Equus Total Return, Inc. (NYSE:EQS) reported its full‑year 2025 financial results on April 17, 2026. Revenue for the year was $1.37 million, an increase from $1.27 million in 2024, while the company posted a net loss of $14.16 million compared with a $18.78 million loss in 2024. Basic and diluted loss per share from continuing operations were both $1.03, up from $1.38 a year earlier.
The year‑over‑year improvement in revenue and the narrowing of the net loss indicate that the company has made some progress in controlling costs and generating higher sales, although it remains far from profitability. The reduction in loss from $18.78 million to $14.16 million represents a 24% improvement in the bottom line, suggesting that operational adjustments or a shift in the mix of activities have had a positive effect.
Despite the modest gains, Equus Total Return continues to face significant liquidity challenges. The company has disclosed substantial doubt about its ability to continue as a going concern, citing limited cash reserves and a lack of committed financing to support at least twelve months of operations as of September 30, 2025. In addition, the firm elected not to qualify as a regulated investment company (RIC) in Q4 2024, meaning future income will be taxed at corporate rates, potentially reducing distributable cash. The company’s portfolio is heavily concentrated in the energy sector, with a large portion of its net asset value tied to its investment in Morgan E&P, further amplifying concentration risk.

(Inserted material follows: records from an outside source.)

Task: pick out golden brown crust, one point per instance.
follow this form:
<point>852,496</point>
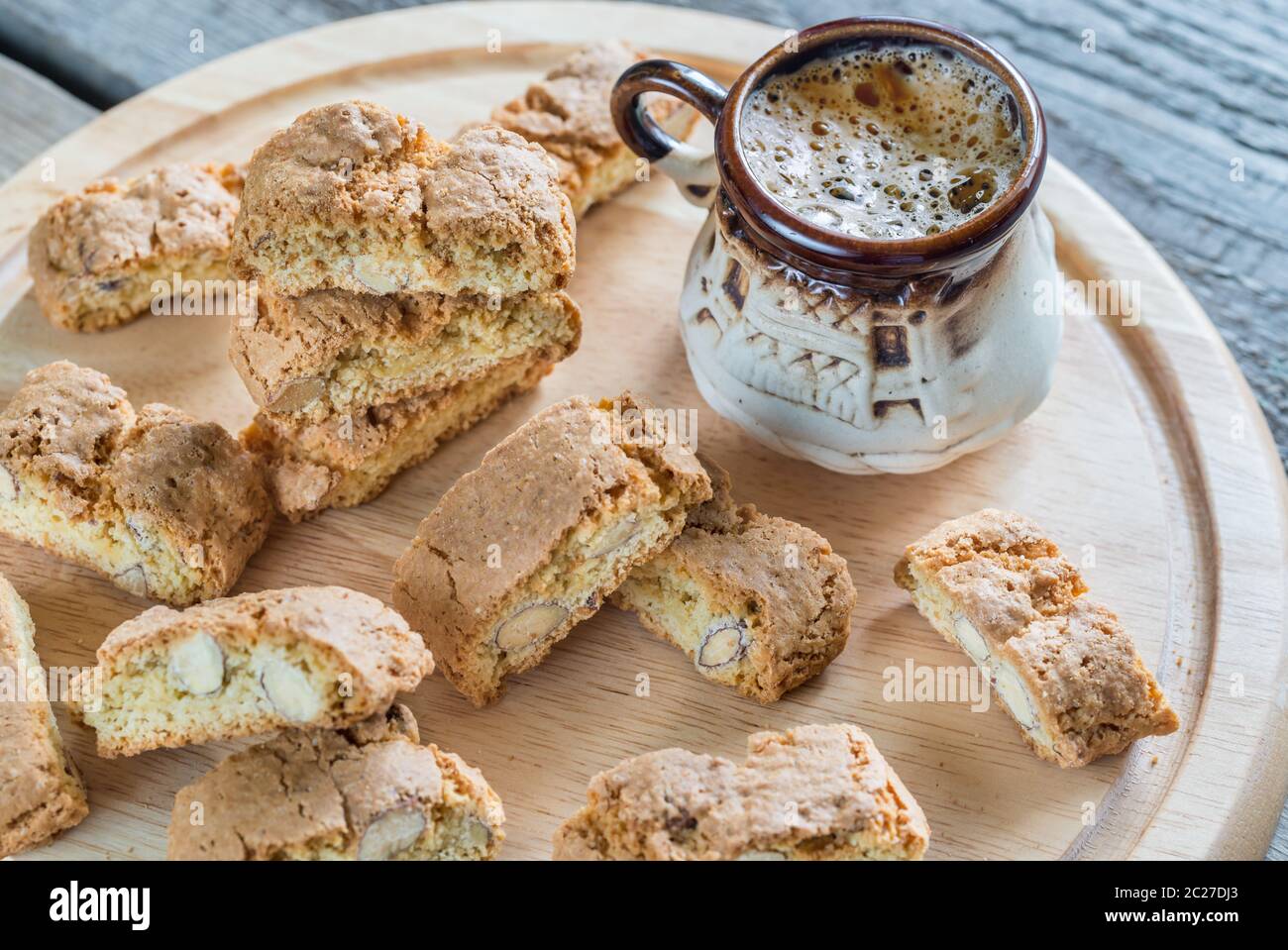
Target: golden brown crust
<point>553,476</point>
<point>356,197</point>
<point>317,794</point>
<point>809,793</point>
<point>568,115</point>
<point>348,460</point>
<point>333,352</point>
<point>40,790</point>
<point>1000,573</point>
<point>94,254</point>
<point>158,479</point>
<point>360,653</point>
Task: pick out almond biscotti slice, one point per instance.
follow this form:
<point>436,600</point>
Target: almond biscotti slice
<point>40,788</point>
<point>1063,666</point>
<point>165,506</point>
<point>812,793</point>
<point>334,352</point>
<point>356,197</point>
<point>95,254</point>
<point>368,793</point>
<point>349,460</point>
<point>568,115</point>
<point>317,657</point>
<point>529,544</point>
<point>756,602</point>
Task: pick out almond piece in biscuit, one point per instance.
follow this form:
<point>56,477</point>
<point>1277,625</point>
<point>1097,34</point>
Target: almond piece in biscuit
<point>370,792</point>
<point>812,793</point>
<point>95,254</point>
<point>349,460</point>
<point>529,544</point>
<point>40,788</point>
<point>334,353</point>
<point>305,657</point>
<point>166,507</point>
<point>356,197</point>
<point>756,602</point>
<point>1063,666</point>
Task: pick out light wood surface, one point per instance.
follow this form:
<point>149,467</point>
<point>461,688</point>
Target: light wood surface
<point>1150,459</point>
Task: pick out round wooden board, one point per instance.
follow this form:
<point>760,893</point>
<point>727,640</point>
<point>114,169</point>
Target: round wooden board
<point>1149,464</point>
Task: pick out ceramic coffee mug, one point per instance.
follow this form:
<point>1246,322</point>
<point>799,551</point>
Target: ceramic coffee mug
<point>862,356</point>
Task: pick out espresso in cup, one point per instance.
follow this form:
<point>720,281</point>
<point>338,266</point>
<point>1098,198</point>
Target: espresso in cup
<point>885,139</point>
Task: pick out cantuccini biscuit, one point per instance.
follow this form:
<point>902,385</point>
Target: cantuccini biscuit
<point>1063,666</point>
<point>95,254</point>
<point>317,657</point>
<point>165,506</point>
<point>365,793</point>
<point>756,602</point>
<point>532,541</point>
<point>349,460</point>
<point>333,353</point>
<point>812,793</point>
<point>568,115</point>
<point>356,197</point>
<point>40,788</point>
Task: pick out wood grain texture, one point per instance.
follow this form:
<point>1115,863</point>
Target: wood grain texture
<point>34,114</point>
<point>1140,417</point>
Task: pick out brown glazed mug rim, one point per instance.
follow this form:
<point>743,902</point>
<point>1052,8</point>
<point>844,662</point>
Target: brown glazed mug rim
<point>832,255</point>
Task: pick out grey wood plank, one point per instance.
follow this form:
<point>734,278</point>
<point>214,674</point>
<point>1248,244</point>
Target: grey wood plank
<point>34,114</point>
<point>1172,98</point>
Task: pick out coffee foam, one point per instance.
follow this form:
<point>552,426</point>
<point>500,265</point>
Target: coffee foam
<point>885,142</point>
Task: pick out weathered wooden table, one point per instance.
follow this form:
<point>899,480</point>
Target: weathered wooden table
<point>1172,110</point>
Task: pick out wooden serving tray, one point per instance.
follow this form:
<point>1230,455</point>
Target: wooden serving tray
<point>1149,464</point>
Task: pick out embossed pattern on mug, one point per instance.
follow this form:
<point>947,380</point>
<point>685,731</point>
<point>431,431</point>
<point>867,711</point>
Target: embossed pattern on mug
<point>885,141</point>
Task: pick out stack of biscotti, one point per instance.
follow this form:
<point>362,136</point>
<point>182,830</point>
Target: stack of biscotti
<point>347,777</point>
<point>406,288</point>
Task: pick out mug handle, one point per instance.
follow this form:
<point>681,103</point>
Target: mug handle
<point>692,168</point>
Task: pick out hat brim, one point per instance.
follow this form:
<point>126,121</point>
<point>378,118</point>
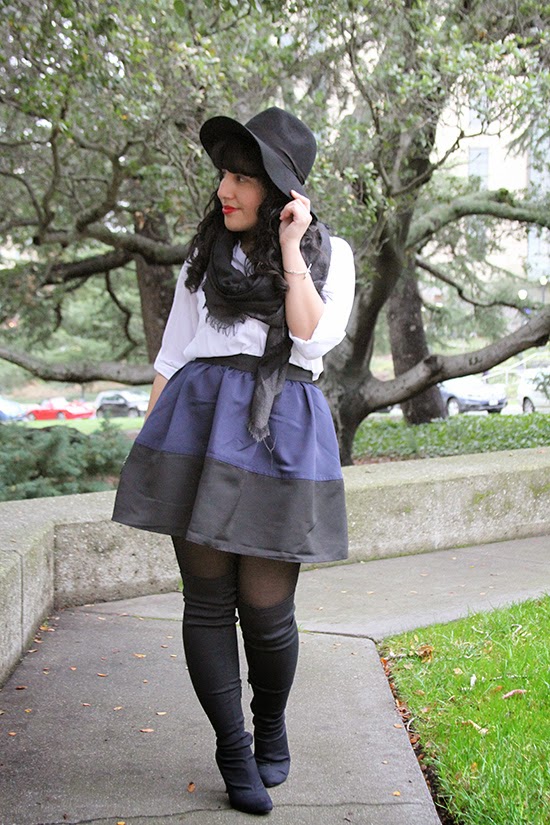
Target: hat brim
<point>220,129</point>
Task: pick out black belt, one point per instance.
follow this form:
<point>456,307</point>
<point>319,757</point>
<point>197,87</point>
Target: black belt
<point>249,363</point>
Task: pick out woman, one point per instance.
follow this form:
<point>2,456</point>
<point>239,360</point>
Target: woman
<point>238,458</point>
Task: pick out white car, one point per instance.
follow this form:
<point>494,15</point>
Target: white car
<point>113,403</point>
<point>530,397</point>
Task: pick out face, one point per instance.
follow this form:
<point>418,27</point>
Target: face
<point>240,196</point>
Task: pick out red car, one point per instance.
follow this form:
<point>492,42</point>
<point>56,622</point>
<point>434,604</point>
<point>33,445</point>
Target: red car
<point>60,408</point>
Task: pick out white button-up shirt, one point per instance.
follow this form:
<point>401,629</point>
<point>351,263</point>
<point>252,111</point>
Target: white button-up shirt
<point>188,335</point>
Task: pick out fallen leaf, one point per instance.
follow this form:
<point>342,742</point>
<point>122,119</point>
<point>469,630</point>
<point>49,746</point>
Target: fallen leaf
<point>477,727</point>
<point>425,652</point>
<point>516,692</point>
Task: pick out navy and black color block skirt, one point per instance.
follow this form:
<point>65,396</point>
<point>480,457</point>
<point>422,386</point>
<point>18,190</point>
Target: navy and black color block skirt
<point>195,471</point>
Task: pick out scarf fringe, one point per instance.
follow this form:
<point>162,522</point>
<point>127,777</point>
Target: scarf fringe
<point>258,433</point>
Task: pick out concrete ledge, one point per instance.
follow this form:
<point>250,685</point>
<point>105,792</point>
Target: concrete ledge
<point>65,551</point>
<point>439,503</point>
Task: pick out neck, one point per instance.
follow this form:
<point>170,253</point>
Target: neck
<point>247,242</point>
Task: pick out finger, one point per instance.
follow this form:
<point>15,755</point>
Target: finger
<point>302,198</point>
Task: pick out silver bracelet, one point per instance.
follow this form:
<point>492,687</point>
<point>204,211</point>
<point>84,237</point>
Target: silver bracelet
<point>303,273</point>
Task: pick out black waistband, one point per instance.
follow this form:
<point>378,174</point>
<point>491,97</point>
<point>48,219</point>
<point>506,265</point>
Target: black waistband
<point>249,363</point>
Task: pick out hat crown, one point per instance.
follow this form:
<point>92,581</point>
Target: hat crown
<point>288,137</point>
<point>287,146</point>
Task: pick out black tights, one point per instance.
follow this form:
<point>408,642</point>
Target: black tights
<point>217,585</point>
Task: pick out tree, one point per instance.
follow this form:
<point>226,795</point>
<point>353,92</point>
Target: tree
<point>410,62</point>
<point>102,174</point>
<point>104,142</point>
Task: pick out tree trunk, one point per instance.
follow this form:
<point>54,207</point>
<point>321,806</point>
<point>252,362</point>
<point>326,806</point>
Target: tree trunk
<point>409,346</point>
<point>155,282</point>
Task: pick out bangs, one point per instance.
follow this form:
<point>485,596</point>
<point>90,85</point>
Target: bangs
<point>239,158</point>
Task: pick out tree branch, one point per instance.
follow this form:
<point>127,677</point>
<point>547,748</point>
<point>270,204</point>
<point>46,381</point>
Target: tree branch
<point>152,251</point>
<point>497,204</point>
<point>125,311</point>
<point>88,266</point>
<point>435,368</point>
<point>437,273</point>
<point>82,372</point>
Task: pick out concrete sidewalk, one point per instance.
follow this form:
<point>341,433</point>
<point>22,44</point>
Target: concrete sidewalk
<point>108,730</point>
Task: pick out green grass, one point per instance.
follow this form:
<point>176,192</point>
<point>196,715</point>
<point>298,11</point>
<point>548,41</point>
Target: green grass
<point>490,751</point>
<point>459,435</point>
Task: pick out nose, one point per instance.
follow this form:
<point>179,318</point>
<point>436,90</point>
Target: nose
<point>224,188</point>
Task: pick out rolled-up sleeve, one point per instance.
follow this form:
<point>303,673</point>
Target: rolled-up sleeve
<point>338,293</point>
<point>180,329</point>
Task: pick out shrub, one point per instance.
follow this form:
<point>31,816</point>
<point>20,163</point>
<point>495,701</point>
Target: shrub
<point>58,460</point>
<point>459,435</point>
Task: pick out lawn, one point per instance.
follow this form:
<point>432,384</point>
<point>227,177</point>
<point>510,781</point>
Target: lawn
<point>476,693</point>
<point>460,435</point>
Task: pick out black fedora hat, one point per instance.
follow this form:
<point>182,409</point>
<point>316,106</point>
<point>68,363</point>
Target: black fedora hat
<point>287,146</point>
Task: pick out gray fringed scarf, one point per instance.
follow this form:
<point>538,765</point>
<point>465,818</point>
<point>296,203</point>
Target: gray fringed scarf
<point>232,296</point>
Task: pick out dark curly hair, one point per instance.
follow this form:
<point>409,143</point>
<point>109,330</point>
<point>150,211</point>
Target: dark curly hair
<point>265,251</point>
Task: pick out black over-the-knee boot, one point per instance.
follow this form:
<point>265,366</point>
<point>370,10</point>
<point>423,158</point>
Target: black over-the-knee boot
<point>210,643</point>
<point>271,645</point>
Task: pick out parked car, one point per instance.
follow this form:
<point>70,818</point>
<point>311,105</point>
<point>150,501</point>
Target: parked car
<point>11,410</point>
<point>470,393</point>
<point>60,408</point>
<point>531,398</point>
<point>132,403</point>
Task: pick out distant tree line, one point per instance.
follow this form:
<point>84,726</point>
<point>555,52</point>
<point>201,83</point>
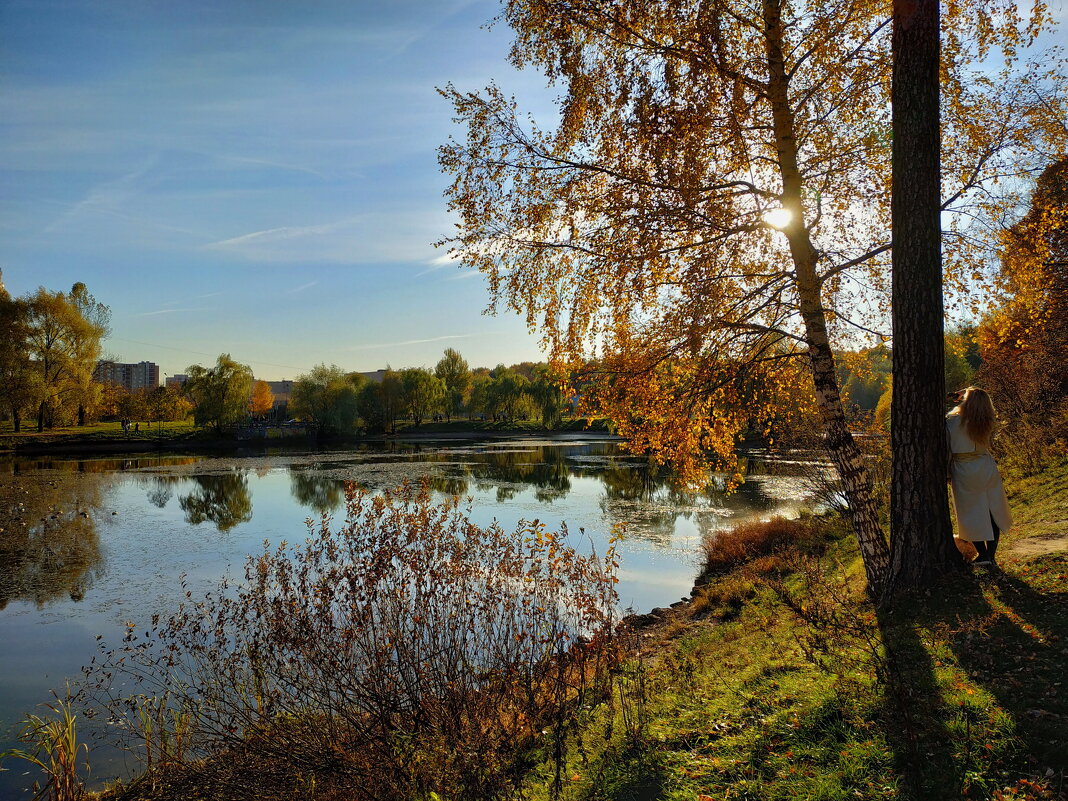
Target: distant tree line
<point>340,402</point>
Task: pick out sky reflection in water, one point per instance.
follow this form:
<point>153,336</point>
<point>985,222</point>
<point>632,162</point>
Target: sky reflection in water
<point>89,544</point>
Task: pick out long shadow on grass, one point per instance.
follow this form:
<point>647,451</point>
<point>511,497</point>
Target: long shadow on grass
<point>1020,657</point>
<point>914,710</point>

Equus Total Return has also announced that it will file its Form 10‑K for the year ended December 31, 2025 later than the required deadline, citing the complexity of finalizing its financial statements. The delayed filing underscores the operational and reporting challenges the firm is confronting as it navigates a potential transformation into an operating company or permanent capital vehicle, a process that will require shareholder approval and a definitive transaction.
Overall, the 2025 results show incremental improvement in revenue and loss metrics, but the company remains in a precarious financial position. The continued liquidity concerns, going‑concern disclosures, and strategic uncertainty surrounding its transformation and tax status suggest that investors should view the earnings release as a signal of ongoing risk rather than a turning point toward profitability.